Cultural informatics
I work in the area of cultural informatics, which describes a research area where cultural practice, digital media and information science converge.
Cultural informatics considers design as social and cultural mediation, and deals with the relations between culture and information technology in cultural management, cultural heritage, cultural communities, and more in general culturally centered domains.
Current research
My present work revolves around the construction and meaning of cultural heritage. I am concerned with understanding, supporting, and stimulating socially distributed forms of cultural interpretation and production that allow a sense of heritage to be more successfully captured and shared, as well as enable new cultural objects to be experienced and represented. New heritage is the term used to describe the outcomes of novel forms of cultural interpretation and production that are engendered by digital media and information technology.

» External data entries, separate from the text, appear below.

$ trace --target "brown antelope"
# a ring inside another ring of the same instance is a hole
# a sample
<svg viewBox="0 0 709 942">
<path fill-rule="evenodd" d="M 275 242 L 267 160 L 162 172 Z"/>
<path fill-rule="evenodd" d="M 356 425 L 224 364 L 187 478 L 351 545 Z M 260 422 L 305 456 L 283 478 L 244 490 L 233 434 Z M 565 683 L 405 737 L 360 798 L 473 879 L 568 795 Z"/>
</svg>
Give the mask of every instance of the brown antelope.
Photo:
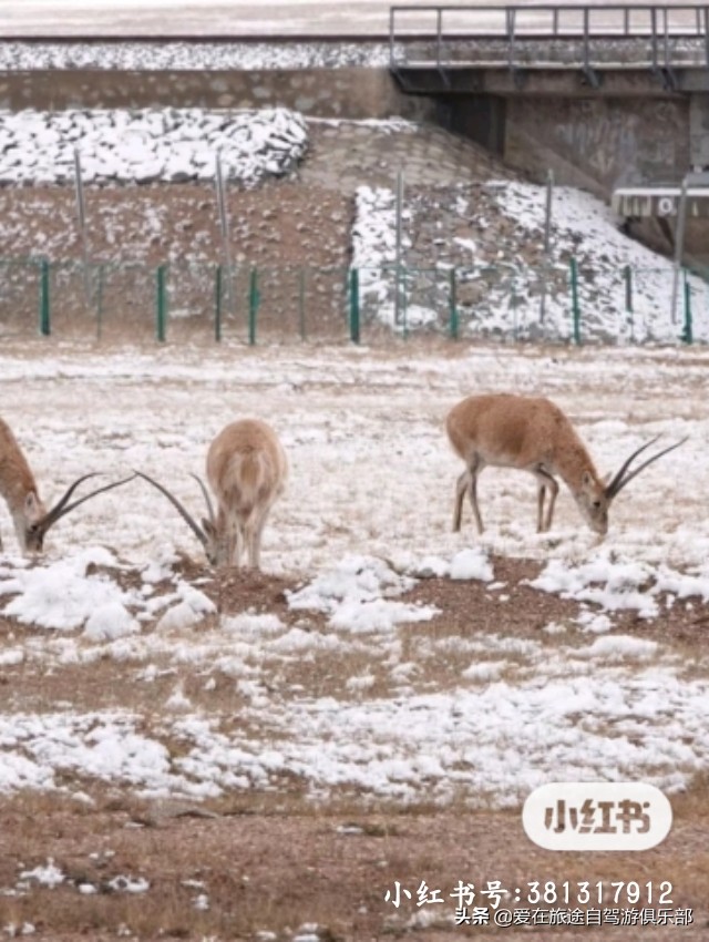
<svg viewBox="0 0 709 942">
<path fill-rule="evenodd" d="M 569 420 L 548 399 L 511 393 L 471 396 L 451 409 L 445 429 L 454 451 L 466 465 L 455 488 L 454 532 L 461 529 L 465 493 L 470 496 L 477 532 L 483 532 L 477 506 L 477 475 L 490 464 L 516 468 L 534 474 L 537 481 L 537 532 L 542 533 L 552 526 L 558 493 L 554 475 L 558 474 L 572 492 L 586 523 L 596 533 L 605 535 L 608 531 L 608 508 L 621 489 L 648 464 L 686 441 L 682 439 L 671 444 L 629 471 L 638 454 L 657 441 L 654 438 L 634 451 L 610 482 L 606 483 L 598 477 Z M 549 502 L 545 516 L 547 491 Z"/>
<path fill-rule="evenodd" d="M 212 565 L 240 566 L 244 550 L 248 565 L 260 564 L 261 534 L 268 513 L 282 493 L 288 461 L 276 432 L 257 419 L 243 419 L 226 426 L 207 452 L 207 480 L 217 499 L 214 513 L 209 492 L 202 488 L 208 520 L 199 526 L 167 488 L 137 472 L 162 491 L 195 533 Z"/>
<path fill-rule="evenodd" d="M 90 498 L 132 480 L 125 478 L 122 481 L 114 481 L 112 484 L 91 491 L 73 503 L 69 503 L 76 488 L 89 478 L 95 478 L 96 473 L 82 474 L 73 484 L 70 484 L 54 506 L 47 510 L 40 499 L 34 475 L 17 439 L 7 422 L 0 419 L 0 495 L 4 498 L 8 504 L 22 553 L 41 553 L 44 549 L 44 536 L 56 521 Z M 0 541 L 1 549 L 2 541 Z"/>
</svg>

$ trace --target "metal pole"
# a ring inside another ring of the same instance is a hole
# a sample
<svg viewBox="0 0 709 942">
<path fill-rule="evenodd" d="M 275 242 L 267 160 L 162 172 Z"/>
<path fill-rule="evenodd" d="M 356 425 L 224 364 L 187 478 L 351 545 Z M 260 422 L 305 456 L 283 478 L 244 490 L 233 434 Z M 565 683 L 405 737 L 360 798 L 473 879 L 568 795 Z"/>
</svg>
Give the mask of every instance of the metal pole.
<svg viewBox="0 0 709 942">
<path fill-rule="evenodd" d="M 161 344 L 165 342 L 165 321 L 167 319 L 167 296 L 165 291 L 165 266 L 157 268 L 157 299 L 155 306 L 155 336 Z"/>
<path fill-rule="evenodd" d="M 258 305 L 260 295 L 258 293 L 258 272 L 251 268 L 251 275 L 248 288 L 248 342 L 249 347 L 256 344 L 256 316 L 258 314 Z"/>
<path fill-rule="evenodd" d="M 571 260 L 572 277 L 572 315 L 574 318 L 574 344 L 580 346 L 580 304 L 578 303 L 578 263 L 576 258 Z"/>
<path fill-rule="evenodd" d="M 689 186 L 689 174 L 685 174 L 679 193 L 679 206 L 677 208 L 677 225 L 675 226 L 675 270 L 672 273 L 672 324 L 677 324 L 677 299 L 679 297 L 679 275 L 682 265 L 682 253 L 685 248 L 685 227 L 687 223 L 687 188 Z"/>
<path fill-rule="evenodd" d="M 306 269 L 300 268 L 298 273 L 298 326 L 300 339 L 306 339 Z"/>
<path fill-rule="evenodd" d="M 350 340 L 359 344 L 360 319 L 359 319 L 359 270 L 352 268 L 350 272 Z"/>
<path fill-rule="evenodd" d="M 630 326 L 630 340 L 635 340 L 635 325 L 633 320 L 633 268 L 626 265 L 623 269 L 625 280 L 625 310 L 628 315 L 628 324 Z"/>
<path fill-rule="evenodd" d="M 402 245 L 402 224 L 401 224 L 401 215 L 402 215 L 402 205 L 403 205 L 403 172 L 399 171 L 397 174 L 397 205 L 395 205 L 395 227 L 397 227 L 397 243 L 395 243 L 395 290 L 394 290 L 394 324 L 401 324 L 401 245 Z"/>
<path fill-rule="evenodd" d="M 455 268 L 451 268 L 449 285 L 449 304 L 451 308 L 450 332 L 453 340 L 458 340 L 460 336 L 460 320 L 458 316 L 458 290 L 455 284 Z"/>
<path fill-rule="evenodd" d="M 217 265 L 214 278 L 214 339 L 222 340 L 222 266 Z"/>
<path fill-rule="evenodd" d="M 693 342 L 693 329 L 691 322 L 691 285 L 689 284 L 689 278 L 687 277 L 687 269 L 684 272 L 685 275 L 685 330 L 682 332 L 682 340 L 685 344 Z"/>
<path fill-rule="evenodd" d="M 215 161 L 215 183 L 217 191 L 217 206 L 219 211 L 219 228 L 222 229 L 222 256 L 224 259 L 224 274 L 226 276 L 226 295 L 229 299 L 232 314 L 236 315 L 236 296 L 234 291 L 232 273 L 232 249 L 229 238 L 229 214 L 226 205 L 226 191 L 224 187 L 224 175 L 222 173 L 222 155 L 217 151 Z"/>
<path fill-rule="evenodd" d="M 89 273 L 89 237 L 86 235 L 86 201 L 84 198 L 84 182 L 81 174 L 81 155 L 74 147 L 74 180 L 76 186 L 76 213 L 79 215 L 79 232 L 81 234 L 81 260 L 84 275 L 84 295 L 86 304 L 91 304 L 91 277 Z"/>
<path fill-rule="evenodd" d="M 50 326 L 50 299 L 49 299 L 49 262 L 43 258 L 40 263 L 40 334 L 49 337 Z"/>
<path fill-rule="evenodd" d="M 540 324 L 546 316 L 546 277 L 552 254 L 552 202 L 554 198 L 554 171 L 546 172 L 546 205 L 544 209 L 544 268 L 542 273 L 542 298 L 540 303 Z"/>
</svg>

I currently focus on emerging cultural artifacts and forms of curation such as collective memories, affective geographies, and civic curatorial practices. In doing so, I address issues of social practice, public formation, and sense of place that go beyond conventional museological concerns, and contribute to basic research in human-centered computing.
Previous work
Earlier work has included investigations in theory and practices of metadesign (without the dash), impact and legacy of the new media arts, and issues of agency and affective embodiment in aesthetic visual interaction.
Method and objectives
My goal is to theorize, facilitate, and engage in creative and transformative design practices that supplement critical reflection with social action and cultural intervention. My approach promotes interdisciplinary collaboration, practice-based research, and community-based media projects to support open design narratives, sustained participation, and situated evaluation.
Related research topics
Cross-media interaction; public authoring; collective storytelling; place-making; collaborative mapping; locative media; public interfaces; participative systems; sustainability; new museology.